LONG-TERM NALTREXONE TREATMENT REDUCES THE EXAGGERATED INSULIN-SECRETION IN PATIENTS WITH POLYCYSTIC OVARY DISEASE

Objective: To evaluate the involvement of endogenous opiates in the pathophysiology of the hyperinsulinism in patients affected by polycystic ovary disease by administering naloxone and naltrexone. We also studied the hormonal status following long-term opioid antagonist administration. Methods: Twenty-one women affected by polycystic ovary disease participated in the study. An oral glucose tolerance test (GTT) was performed at baseline and repeated after short-term naloxone infusion and after 6 weeks of naltrexone administration. Plasma glucose and insulin levels were evaluated in all samples. Gonadotropins, sex hormone-binding globulin, and androgen levels were determined initially and after the naltrexone treatment. Results: None of the patients showed any alteration of glucose tolerance. Based on the insulin response to the GTT, the patients were classified as normo- or hyperinsulinemic. Opioid antagonist administration significantly reduced the insulin response to the GTT in hyperinsulinemic patients, without affecting their glycemic levels. In normoinsulinemic patients, glucose plasma levels were increased whereas insulin levels were not modified by the treatments.

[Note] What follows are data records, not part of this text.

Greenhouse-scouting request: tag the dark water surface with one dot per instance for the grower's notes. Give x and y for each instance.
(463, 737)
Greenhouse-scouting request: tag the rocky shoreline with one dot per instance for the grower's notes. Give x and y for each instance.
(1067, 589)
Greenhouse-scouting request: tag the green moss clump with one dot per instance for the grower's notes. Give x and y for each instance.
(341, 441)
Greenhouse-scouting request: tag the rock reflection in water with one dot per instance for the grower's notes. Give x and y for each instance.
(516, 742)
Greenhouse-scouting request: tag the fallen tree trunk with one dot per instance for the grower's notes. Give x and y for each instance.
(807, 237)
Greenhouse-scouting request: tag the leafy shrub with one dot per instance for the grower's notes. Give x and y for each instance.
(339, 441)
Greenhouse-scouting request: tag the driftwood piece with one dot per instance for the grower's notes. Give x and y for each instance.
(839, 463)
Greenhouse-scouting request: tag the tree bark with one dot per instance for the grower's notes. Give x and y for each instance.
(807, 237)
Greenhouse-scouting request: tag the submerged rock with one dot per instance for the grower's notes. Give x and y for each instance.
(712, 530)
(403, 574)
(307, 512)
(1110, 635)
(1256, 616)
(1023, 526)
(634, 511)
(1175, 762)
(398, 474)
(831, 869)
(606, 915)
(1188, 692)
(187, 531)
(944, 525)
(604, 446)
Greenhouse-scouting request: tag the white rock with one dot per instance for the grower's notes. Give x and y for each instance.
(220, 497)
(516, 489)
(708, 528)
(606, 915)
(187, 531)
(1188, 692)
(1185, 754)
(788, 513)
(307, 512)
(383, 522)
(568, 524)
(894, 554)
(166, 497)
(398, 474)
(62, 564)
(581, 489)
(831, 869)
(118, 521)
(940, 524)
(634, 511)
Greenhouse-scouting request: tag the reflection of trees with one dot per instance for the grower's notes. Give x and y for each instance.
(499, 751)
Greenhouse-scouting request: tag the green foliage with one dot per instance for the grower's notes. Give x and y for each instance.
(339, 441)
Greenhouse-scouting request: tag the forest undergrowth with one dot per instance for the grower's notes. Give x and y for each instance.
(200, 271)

Gonadotropin and androgen plasma concentrations were not modified after naltrexone administration. Conclusions: This work supports a role for the endogenous opiates in the regulation of exaggerated insulin secretion in patients with polycystic ovary disease. The reduction of insulin secretion failed to demonstrate any hormonal modification in such hyperandrogenized patients.